Una división de HarperCollins Ibérica, S.A.

Núñez de Balboa, 56

28001 Madrid

 

© 2005 Patricia Wright

© 2018 Harlequin Ibérica, una división de HarperCollins Ibérica, S.A.

El sabor del paraíso, n.º 2150 - agosto 2018

Título original: A Taste of Paradise

Publicada originalmente por Silhouette® Books.

 

Todos los derechos están reservados incluidos los de reproducción, total o parcial.

Esta edición ha sido publicada con autorización de Harlequin Books S.A.

Esta es una obra de ficción. Nombres, caracteres, lugares, y situaciones son producto de la imaginación del autor o son utilizados ficticiamente, y cualquier parecido con personas, vivas o muertas, establecimientos de negocios (comerciales), hechos o situaciones son pura coincidencia.

® Harlequin, Jazmín y logotipo Harlequin son marcas registradas propiedad de Harlequin Enterprises Limited.

® y ™ son marcas registradas por Harlequin Enterprises Limited y sus filiales, utilizadas con licencia.

Las marcas que lleven ® están registradas en la Oficina Española de Patentes y Marcas y en otros países.

Imagen de cubierta utilizada con permiso de Harlequin Enterprises Limited.
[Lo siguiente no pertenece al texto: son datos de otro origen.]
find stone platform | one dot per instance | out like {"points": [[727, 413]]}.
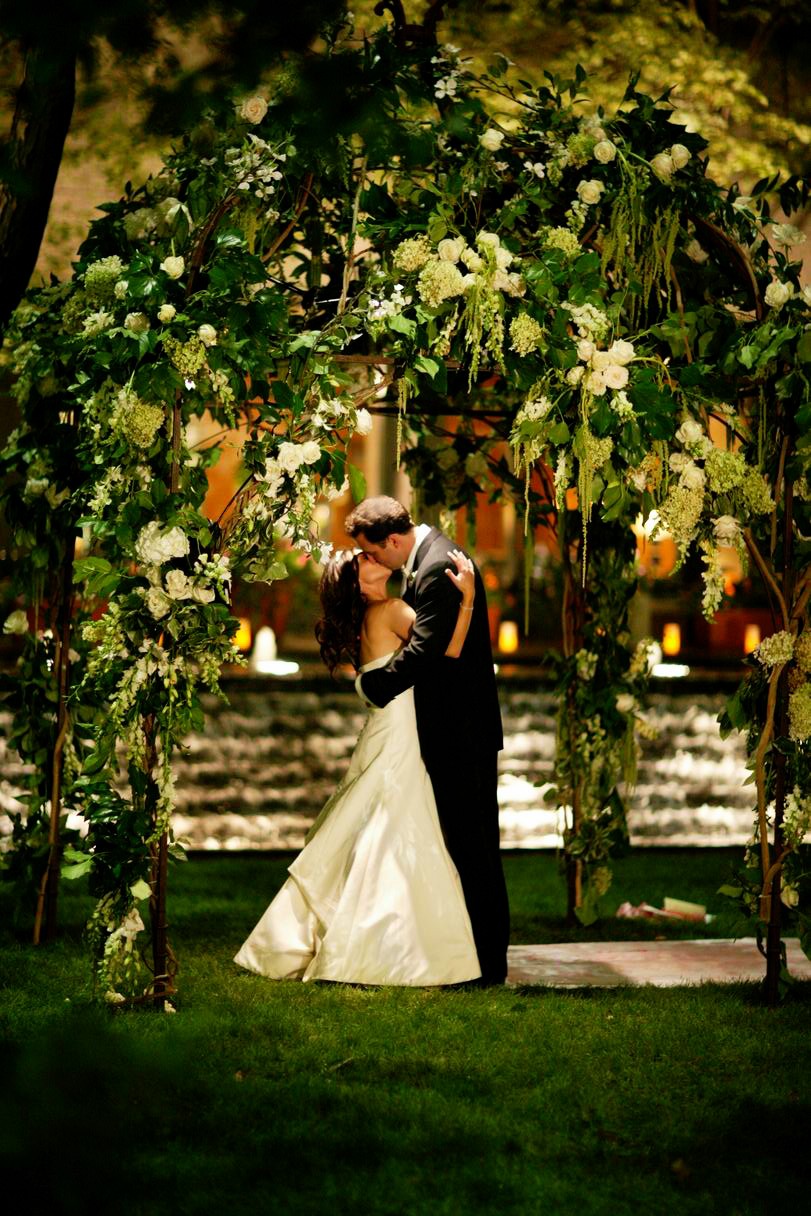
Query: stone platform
{"points": [[658, 963]]}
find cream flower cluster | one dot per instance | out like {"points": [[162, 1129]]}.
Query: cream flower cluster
{"points": [[776, 648], [135, 420], [525, 335], [590, 322], [255, 168], [155, 546], [101, 276], [799, 713], [797, 818], [604, 369], [379, 308], [563, 240], [664, 164]]}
Todos los derechos están reservados.

 

I.S.B.N.:978-84-9188-628-0

 

Conversión ebook: MT Color & Diseño, S.L.

Índice

 

Créditos

Índice

Prólogo

Capítulo 1

Capítulo 2

Capítulo 3

Capítulo 4

Capítulo 5

Capítulo 6

Capítulo 7

Capítulo 8

Capítulo 9

Capítulo 10

Epílogo

Si te ha gustado este libro…

Prólogo

 

 

 

 

 

UN MATRIMONIO y la fusión de dos empresas –la voz de Jed Foster sonaba confiada, casi ufana–. Debo admitir que has hecho un buen trabajo, J.C.

Tori, que estaba a punto de entrar, se apartó de la puerta para escuchar la conversación entre su padre y el hombre con el que iba a casarse por la mañana.

–Ya te dije que no te preocuparas –le aseguró J.C. a su futuro yerno–. La boda tendrá lugar en menos de dieciocho horas y a final de mes, tu empresa será parte de Sherco. Tori, estando casada, consigue el control de las acciones de su abuelo de modo que, entre los dos, tendremos la mayoría. Ahora depende de ti convencerla sobre lo que debe hacer con sus acciones.

–No creo que sea difícil. He sido capaz de persuadirla para que viera las cosas a mi manera durante meses.

Tori se sintió enferma al oír la satisfacción en la voz de su prometido. El testamento de su abuelo era firme. Debía tener treinta años o estar casada antes de recibir su herencia.

Nerviosa, dio un paso atrás y, de alguna forma, se abrió paso por el vestíbulo del hotel hasta un lavabo. Allí, apoyó la cabeza en el espejo e intentó respirar.

Su matrimonio con Jed había sido arreglado como una fusión de dos empresas. Lo único que Jed quería era el control de sus acciones.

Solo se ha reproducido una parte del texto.